Yüzümde hissettiğim dokunuşuyla gözlerimi açmıştım. Yüzündeki tebessümle bana bakmış "Günaydın" demişti. "Günaydın" dedim ve yattığım yerde doğruldum. Yeniden bir arada olmak ve onu yanımda hissetmek bana çok iyi gelmişti. "Yemeğe inelim mi ben acıktım." demiş ve yataktan çıkmıştı. Üzerimdeki örtüyü kenara çekip altından çıktım. Arat'ın gözleri karnıma kayınca beni kendine doğru çekmiş ve ellerini karnıma koyup göbeğimi okşamıştı. Onun dokunuşuyla kalbim heyecanla küt küt atmıştı.
"Oğlum" dediğinde gözlerimi ona çevirdim. "Oğlan olacağını nereden biliyorsun?" diye sordum. "Hissediyorum" demiş ve yanağıma öpücük kondurup "Hadi yemeğe gidelim." demiş ve üzerini giyinmeye başlamıştı. Bende yerde duran kıyafetlerimi alıp üzerime giydim. İkimizde hazır olunca odadan çıkmıştık.
Pansiyondan çok uzakta olmayan bir cafeye girdik ve boş olan bir masaya geçip oturduk. Bizi gören bir garson masamıza gelmiş "Hoş geldiniz ne alırdınız?" diye sormuştu. Arat elindeki menüye kısa bir göz atıp garsona bakmış "Serpme kahvaltı istiyoruz." demişti. Garson başını sallamış ve gitmişti. "Devran'dan bir an önce boşanmanı istiyorum." diyen sesiyle bakışlarımı ona çevirdim. "Bende istiyorum ama nasıl olacak?" diye sordum. "Bugün bir avukatla görüşmeye gideceğiz." dediğinde başımı olumlu anlamda salladım.
Garsonun getirdiği kahvaltılıkları tabağıma doldurup yemeye başladım. Arada karşımda oturan Arat'a bakıyordum. Çatalındaki peyniri ağzına atmış ve bana bakıp göz kırpmıştı. O an midemde ki kelebekler kanat çırpmaya başlamıştı. "Kahvaltıdan sonra avukatın yanına uğrarız." dedi. "Tamam olur." dedim ve çatalımdaki omlet parçasını ağzıma attım.

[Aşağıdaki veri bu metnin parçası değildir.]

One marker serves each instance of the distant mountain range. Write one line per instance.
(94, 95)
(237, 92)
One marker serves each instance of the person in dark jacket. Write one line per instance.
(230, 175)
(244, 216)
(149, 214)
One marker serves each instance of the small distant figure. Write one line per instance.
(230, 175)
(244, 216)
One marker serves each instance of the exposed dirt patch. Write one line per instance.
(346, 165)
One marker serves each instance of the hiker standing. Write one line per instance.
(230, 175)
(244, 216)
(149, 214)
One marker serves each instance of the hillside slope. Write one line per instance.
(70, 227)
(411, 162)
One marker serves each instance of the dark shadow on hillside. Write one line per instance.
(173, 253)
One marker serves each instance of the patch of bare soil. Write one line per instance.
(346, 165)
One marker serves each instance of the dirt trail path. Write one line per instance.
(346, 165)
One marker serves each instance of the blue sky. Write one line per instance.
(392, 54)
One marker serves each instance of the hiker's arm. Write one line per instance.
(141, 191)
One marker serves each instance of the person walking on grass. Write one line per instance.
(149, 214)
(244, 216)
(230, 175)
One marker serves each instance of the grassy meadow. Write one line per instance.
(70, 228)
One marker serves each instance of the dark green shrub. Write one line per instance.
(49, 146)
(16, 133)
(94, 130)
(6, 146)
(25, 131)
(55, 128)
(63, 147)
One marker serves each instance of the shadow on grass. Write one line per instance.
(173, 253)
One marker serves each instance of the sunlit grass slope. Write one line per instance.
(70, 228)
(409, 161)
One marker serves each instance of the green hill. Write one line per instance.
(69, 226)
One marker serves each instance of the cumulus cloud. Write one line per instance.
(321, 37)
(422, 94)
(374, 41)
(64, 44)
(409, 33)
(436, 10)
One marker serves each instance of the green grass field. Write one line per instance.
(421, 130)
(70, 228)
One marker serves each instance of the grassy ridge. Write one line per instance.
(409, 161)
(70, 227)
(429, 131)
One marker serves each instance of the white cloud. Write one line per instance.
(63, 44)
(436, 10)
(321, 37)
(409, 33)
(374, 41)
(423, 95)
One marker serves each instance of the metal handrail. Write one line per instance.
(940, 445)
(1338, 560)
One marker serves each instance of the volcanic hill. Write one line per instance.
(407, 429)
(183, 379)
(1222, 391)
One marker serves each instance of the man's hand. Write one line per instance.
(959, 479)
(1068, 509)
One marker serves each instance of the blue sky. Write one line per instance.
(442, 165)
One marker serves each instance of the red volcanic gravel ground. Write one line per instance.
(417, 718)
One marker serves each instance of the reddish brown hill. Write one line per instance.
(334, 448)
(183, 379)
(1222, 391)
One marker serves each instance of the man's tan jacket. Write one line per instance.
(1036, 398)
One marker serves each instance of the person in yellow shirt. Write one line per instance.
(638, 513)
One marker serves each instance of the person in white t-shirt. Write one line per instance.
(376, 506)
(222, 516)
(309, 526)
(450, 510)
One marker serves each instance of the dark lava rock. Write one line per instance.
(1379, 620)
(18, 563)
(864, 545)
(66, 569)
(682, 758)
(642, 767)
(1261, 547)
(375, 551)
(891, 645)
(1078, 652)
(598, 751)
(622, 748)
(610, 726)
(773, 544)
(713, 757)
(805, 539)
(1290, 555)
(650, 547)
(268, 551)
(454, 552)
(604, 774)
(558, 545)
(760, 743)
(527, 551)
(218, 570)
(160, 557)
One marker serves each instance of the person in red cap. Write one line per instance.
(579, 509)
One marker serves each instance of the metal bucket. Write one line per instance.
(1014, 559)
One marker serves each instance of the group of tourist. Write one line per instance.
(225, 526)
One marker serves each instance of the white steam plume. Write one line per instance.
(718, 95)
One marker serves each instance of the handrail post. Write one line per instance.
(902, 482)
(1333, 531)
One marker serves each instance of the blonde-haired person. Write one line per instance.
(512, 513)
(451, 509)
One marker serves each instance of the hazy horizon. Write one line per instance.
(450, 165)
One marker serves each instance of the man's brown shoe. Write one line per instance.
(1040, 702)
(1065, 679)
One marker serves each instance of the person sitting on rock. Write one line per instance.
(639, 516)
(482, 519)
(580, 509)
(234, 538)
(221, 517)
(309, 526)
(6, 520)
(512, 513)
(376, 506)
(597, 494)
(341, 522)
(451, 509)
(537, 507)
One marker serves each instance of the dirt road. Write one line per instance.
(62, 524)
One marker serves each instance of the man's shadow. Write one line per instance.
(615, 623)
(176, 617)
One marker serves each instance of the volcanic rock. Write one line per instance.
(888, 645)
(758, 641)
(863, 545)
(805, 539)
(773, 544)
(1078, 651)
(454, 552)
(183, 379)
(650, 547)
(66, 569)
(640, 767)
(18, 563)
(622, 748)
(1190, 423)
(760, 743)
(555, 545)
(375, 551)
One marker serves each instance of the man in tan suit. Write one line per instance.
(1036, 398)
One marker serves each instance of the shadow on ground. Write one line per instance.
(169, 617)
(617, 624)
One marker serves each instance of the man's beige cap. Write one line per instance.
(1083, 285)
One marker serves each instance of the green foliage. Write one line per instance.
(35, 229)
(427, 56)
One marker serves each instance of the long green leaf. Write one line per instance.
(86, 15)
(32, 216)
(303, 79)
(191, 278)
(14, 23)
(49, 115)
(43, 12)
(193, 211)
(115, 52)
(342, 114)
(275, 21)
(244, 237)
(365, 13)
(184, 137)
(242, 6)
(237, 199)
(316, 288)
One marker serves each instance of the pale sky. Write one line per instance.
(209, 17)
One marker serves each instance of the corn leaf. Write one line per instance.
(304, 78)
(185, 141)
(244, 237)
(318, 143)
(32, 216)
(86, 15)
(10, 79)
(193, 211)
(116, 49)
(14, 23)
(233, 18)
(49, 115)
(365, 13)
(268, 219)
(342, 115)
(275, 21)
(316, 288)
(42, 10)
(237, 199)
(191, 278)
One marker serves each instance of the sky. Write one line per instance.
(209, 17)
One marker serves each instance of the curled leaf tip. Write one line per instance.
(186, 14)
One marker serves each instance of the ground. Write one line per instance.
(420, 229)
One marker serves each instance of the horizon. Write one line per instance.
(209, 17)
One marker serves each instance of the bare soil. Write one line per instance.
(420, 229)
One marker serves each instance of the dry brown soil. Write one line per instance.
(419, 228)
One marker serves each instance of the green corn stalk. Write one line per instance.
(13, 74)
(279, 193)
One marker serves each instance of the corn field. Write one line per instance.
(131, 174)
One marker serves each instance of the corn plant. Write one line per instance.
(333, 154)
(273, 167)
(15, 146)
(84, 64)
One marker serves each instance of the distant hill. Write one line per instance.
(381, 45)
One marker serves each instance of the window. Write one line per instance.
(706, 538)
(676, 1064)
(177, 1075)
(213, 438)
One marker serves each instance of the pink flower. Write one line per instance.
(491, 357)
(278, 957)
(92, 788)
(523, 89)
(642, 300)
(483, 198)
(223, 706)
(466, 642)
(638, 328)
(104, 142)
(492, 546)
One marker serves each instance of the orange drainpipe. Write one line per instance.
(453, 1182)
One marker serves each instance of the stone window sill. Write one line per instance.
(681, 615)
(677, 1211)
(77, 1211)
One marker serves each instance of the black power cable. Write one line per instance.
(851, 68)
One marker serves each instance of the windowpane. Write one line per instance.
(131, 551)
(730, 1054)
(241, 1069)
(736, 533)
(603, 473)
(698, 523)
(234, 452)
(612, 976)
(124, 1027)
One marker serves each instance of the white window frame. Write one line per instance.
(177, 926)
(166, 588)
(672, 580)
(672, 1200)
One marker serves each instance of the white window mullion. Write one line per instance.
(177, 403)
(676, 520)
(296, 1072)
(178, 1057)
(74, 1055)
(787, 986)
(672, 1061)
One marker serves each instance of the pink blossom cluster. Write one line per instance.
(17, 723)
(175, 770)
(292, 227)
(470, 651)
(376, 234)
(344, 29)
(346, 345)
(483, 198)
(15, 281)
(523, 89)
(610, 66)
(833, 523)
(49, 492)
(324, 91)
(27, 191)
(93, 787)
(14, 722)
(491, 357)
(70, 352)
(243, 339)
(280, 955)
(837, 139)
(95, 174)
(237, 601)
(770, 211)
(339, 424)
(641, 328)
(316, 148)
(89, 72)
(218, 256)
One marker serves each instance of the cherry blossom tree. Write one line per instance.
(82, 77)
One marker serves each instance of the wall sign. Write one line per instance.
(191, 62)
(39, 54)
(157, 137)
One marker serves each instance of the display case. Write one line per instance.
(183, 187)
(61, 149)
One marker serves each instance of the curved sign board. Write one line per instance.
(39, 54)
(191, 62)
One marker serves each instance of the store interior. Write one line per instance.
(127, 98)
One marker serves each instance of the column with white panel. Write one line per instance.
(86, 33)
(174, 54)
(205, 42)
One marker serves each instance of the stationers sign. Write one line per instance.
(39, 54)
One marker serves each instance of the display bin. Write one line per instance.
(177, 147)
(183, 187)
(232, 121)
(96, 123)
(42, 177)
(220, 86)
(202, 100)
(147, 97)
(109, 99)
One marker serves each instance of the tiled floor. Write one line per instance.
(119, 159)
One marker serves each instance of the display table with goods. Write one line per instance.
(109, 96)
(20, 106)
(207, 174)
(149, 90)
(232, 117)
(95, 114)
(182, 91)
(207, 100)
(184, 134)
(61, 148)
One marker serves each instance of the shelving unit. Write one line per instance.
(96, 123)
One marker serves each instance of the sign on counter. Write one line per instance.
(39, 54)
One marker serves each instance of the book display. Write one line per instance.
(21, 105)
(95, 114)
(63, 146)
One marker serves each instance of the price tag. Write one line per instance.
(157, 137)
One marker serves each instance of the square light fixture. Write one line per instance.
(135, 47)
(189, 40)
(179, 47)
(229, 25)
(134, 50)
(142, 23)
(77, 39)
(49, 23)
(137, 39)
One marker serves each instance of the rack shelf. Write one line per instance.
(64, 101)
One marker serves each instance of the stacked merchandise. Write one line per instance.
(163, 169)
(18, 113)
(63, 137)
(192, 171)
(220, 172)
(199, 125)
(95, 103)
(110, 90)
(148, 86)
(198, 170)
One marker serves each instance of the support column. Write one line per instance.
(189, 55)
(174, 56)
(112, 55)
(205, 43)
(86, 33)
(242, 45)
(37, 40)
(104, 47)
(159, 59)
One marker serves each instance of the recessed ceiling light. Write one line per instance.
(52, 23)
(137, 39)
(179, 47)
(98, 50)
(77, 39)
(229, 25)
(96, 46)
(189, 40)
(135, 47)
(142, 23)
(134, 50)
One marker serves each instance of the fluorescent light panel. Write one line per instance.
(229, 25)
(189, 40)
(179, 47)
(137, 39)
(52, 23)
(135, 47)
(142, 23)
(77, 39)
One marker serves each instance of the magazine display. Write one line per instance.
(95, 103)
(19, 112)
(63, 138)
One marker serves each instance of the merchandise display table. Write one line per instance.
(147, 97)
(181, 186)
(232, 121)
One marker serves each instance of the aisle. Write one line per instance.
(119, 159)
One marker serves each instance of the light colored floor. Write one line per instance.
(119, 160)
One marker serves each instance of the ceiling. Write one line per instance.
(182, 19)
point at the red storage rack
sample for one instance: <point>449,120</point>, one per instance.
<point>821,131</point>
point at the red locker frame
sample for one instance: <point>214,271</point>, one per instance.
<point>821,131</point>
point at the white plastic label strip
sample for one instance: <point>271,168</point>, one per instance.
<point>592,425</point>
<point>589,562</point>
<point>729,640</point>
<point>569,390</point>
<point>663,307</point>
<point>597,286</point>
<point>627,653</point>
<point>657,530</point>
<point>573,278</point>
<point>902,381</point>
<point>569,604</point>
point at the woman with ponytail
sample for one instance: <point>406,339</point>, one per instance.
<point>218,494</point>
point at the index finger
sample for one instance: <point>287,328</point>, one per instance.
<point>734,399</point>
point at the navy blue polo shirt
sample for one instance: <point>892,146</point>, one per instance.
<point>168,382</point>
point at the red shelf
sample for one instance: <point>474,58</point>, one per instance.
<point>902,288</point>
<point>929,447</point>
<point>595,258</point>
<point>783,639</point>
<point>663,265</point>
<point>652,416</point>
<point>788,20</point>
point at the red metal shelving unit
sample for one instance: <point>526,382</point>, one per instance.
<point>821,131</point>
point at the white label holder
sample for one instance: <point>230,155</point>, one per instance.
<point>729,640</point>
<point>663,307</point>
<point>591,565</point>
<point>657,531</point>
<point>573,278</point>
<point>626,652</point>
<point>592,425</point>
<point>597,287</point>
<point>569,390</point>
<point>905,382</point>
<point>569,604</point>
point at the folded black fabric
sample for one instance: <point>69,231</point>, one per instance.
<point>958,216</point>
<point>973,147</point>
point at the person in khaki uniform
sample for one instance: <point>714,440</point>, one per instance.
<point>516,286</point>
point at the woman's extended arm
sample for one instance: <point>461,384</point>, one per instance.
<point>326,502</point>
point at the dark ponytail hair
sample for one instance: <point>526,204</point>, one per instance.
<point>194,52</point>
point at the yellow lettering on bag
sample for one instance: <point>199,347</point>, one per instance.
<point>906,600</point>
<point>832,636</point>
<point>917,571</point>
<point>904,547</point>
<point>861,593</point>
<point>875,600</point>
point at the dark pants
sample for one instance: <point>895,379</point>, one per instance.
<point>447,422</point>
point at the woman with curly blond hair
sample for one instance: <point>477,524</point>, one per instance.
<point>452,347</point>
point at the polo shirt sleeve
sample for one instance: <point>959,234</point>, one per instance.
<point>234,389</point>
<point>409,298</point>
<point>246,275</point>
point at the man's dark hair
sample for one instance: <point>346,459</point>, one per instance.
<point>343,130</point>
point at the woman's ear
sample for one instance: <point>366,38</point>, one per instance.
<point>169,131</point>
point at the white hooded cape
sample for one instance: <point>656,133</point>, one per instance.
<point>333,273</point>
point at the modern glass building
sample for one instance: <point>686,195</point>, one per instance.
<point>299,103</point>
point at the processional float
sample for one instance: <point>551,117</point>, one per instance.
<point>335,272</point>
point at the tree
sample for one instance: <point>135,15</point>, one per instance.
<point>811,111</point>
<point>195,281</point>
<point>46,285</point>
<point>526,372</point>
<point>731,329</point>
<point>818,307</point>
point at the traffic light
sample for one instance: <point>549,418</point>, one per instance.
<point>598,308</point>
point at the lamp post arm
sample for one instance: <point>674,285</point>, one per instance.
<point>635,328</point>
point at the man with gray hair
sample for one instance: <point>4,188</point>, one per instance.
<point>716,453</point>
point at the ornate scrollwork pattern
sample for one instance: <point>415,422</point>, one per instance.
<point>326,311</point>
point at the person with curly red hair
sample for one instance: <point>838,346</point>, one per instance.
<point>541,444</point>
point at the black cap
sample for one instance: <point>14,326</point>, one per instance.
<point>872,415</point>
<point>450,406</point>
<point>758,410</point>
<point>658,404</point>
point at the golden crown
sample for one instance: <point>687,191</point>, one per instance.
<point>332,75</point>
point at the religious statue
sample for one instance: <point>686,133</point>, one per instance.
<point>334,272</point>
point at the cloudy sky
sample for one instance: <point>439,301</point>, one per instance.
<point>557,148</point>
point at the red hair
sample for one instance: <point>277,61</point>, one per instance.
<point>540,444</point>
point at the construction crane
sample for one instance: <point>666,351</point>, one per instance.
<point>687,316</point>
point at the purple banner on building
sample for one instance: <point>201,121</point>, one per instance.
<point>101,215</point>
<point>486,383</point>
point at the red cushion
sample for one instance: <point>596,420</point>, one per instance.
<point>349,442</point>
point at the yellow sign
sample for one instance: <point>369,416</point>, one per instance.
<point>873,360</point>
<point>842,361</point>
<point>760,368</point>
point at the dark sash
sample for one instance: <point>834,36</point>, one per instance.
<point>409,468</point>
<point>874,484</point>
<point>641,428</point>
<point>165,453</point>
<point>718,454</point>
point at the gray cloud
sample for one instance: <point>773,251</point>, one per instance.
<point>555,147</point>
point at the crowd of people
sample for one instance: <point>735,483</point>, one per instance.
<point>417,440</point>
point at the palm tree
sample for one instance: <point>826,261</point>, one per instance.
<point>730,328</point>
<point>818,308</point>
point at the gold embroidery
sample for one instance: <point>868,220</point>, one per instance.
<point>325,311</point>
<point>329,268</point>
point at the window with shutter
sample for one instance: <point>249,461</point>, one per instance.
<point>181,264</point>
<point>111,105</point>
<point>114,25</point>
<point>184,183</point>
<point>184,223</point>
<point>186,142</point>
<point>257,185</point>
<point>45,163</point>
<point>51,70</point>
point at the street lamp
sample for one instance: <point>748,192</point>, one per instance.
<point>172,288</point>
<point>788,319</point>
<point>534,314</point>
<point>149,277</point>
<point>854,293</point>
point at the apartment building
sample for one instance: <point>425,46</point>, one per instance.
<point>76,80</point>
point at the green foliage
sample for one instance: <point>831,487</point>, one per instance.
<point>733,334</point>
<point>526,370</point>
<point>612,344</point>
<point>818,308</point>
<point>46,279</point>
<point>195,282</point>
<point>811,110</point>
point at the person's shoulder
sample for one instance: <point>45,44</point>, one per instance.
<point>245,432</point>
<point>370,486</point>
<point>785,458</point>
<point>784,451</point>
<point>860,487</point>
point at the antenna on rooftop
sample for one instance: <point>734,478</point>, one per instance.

Cafedeki müziğin sesine çatal bıçak sesleri karışıyor ve bu sesler güzel bir melodi gibi kulağımın dibinde çınlıyordu. Devran'dan boşanıp Arat'la evlenme fikri heyecanlanmama neden oluyordu.
***
Arat'ın parmakları parmaklarımın arasındaydı. Esen rüzgar yüzümü yalayıp geçerken bedenimin titremesine neden olmuştu. "Üşüdün mü?" diye soran Arat kolunu bana sarmıştı. "Biraz üşüdüm." dedim ve ona sokuldum. "İstersen arabaya binelim." demişti. "Hayır böyle iyi." dedim ve yürümeye devam ettim. Beyaz boyalı kocaman bir binanın önüne gelince durmuştuk. Gözlerimi binanın pencerelerinde dolaştırdım. Her pencerenin altında siyah tabela üzerinde beyaz yazılarla yazılmış, avukat isimleri yer alıyordu. "Hangisine gideceğiz?" diye sordum ve Arat'a baktım. Arat bana bakmış ve ardından gülümsemişti. "Bilmem işinde hangisi iyiyse ona gideceğiz." demiş ve hafiften parmaklarımı sıkmıştı.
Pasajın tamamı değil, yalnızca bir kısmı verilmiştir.